Mich nämlich authentisch und verletzlich zu zeigen, ist für mich bereits ein Handeln im Sinne dessen, was für mich Gemeinschaft ausmacht. Denn die Gemeinschaft, die ich ersehne, basiert auf Menschen, die ganz da sind. … die als Menschen da sind und nicht nur als Inhaber einer Rolle in einer Organisation oder als Erbringer einer bestimmten Leistung (z.B. das Abliefern einer Beschreibung über die Merkmale und das Potential von gemeinschaftlichen Wirtschaften). … in einem Raum, der das Vertrauen fördert, man selbst in ganzem Umfang sein zu dürfen. … wo sich Menschen auf persönlicher Ebene begegnen und nicht vor allem über Rollen (z.B. die Rolle, Experte für das Thema Gemeinschaft zu sein) inklusive der zugehörigen Verhaltens-Skripte (z.B. treten Experten bezüglich ihres Fachgebietes selbstbewusst und kompetent auf).

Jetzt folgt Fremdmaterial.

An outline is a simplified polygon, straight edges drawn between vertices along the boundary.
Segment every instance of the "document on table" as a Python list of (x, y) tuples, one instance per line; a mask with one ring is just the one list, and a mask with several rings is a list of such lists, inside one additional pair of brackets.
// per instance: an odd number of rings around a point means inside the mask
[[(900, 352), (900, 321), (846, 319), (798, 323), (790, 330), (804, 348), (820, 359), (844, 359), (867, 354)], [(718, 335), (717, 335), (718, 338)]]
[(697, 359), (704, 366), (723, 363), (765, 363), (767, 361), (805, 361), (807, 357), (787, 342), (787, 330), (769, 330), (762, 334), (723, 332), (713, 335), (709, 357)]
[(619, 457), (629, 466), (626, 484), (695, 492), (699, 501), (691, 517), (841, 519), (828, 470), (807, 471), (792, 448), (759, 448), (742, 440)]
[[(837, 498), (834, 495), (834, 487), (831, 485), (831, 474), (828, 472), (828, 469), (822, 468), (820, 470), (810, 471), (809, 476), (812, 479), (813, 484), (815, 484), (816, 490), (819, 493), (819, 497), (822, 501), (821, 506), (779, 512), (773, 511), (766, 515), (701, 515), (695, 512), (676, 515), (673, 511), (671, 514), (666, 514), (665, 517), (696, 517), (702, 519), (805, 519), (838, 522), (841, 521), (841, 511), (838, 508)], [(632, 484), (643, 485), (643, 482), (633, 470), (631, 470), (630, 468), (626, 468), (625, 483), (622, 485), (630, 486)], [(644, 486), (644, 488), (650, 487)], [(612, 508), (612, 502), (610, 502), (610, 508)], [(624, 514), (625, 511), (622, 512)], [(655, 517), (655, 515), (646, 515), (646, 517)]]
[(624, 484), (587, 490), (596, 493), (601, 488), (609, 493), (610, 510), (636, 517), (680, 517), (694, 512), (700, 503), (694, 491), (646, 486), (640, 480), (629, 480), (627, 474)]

Sich solch eine authentische und persönliche Ebene der Begegnung in einem Kontext einer Wohngemeinschaft oder in einem Begegnungskreis vorzustellen, fällt den meisten Menschen wahrscheinlich leichter als sich diese Ebene im Arbeitsleben und in der Wirtschaft vorzustellen.

Geht es beim Arbeiten nicht um Effizienz und Zielerreichung? Kann sich ein Unternehmen es leisten auf die Befindlichkeiten der Arbeiter Rücksicht zu nehmen? Würde das nicht den Erfolg und das Funktionieren des Unternehmens gefährden?

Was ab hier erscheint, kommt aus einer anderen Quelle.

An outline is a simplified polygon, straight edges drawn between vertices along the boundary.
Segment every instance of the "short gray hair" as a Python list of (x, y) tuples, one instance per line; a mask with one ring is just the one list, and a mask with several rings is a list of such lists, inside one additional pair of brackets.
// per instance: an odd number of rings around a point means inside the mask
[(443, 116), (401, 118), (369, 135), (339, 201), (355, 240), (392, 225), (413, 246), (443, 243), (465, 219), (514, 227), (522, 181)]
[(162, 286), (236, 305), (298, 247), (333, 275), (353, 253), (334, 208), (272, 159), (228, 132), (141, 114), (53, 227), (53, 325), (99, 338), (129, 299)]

Ich kann diese Fragen und den damit verbundenen Erfahrungsstandpunkt gut nachvollziehen. Und ich glaube, dass auch ein Wirtschaftsunternehmen letztendlich erfolgreicher arbeiten wird, wenn es diese Ebene integriert.

Wenn man unter „Erfolg“ ausschließlich monetären Erfolg und Wachstum auf dem heutigen Markt versteht, dann könnte ein traditionelles Unternehmen für eine gewisse Zeit vielleicht „erfolgreicher“ sein. Wenn man aber das Wohlergehen aller Mitarbeiter (auch der Chefs) und das Wohlergehen allen Lebens, der Pflanzen, Tiere und der restlichen Menschen berücksichtigt, dann habe ich die starke Überzeugung, dass diese Form des gemeinschaftlichen Wirtschaftens, wie ich sie mir erträume, erfolgreicher sein wird.

Dass die Vorstellung von Arbeit eher nicht mit dem Bild von nährenden vertrauten Beziehungen verbunden ist, in denen man sich verletzlich und authentisch zeigen kann, stellt für mich einen Aspekt eines lebens-entfremdeten Verständnisses von Arbeit dar.

Arbeit wird häufig als ein notwendige Übel verstanden, mit dem sich Freizeit verdient wird, in der man dann nach Erfüllung suchen kann, u.a. in dem Pflegen von nährenden authentischen sozialen Kontakten.

Dieses Verständnis von Arbeit erscheint mir als ein wesentlicher aufrechterhaltender Bestandteil des System Kapitalismus zu sein, inklusive all der zerstörerischen Konsequenzen des Kapitalismus auf diese Welt.

Ich möchte nicht akzeptieren, dass ich eine Arbeit machen muss, die nicht in vollem Umfang meiner Integrität und Leidenschaft entspringt, weil ich nun mal Geld verdienen muss. Und ich möchte nicht, dass irgendwer dies tut. Ich möchte nicht erpressbar sein. Ich möchte mich nicht verstellen müssen. … eine Rolle annehmen und nicht ganz ich sein, um zu funktionieren, um meinen Job zu erledigen. Diese Form der Selbstentfremdung möchte ich nicht als alternativlose Realität akzeptieren.

Ich möchte alternative Formen des Arbeitens und Wirtschaftens mitgestalten, die diese Trennung zwischen Arbeit als notwendigem Übel und Freizeit als Zeit des erfüllten Lebens überwinden.

Es ist ein grundlegendes menschliches Bedürfnis produktiv zu gestalten und durch das eigene Wirken das Leben und das Wohlergehen anderer zu unterstützen. Ich möchte, dass Arbeit Bedürfnisse befriedigt, nach Sinn, nach Beitrag, nach kreativem Gestalten und eben auch als ein erfüllendes soziales Kooperieren.

Und unter dem Schlagwort „gemeinschaftliches Wirtschaften“ verstehe ich einen Ansatz, eine Methode, um diese lebensdienlichen bedürfnisorientierten Formen des Arbeitens und Wirtschaften zu gestalten, die individuell erfüllend ist und außerdem einen Beitrag zu einer neuen nachhaltigen Kultur liefert.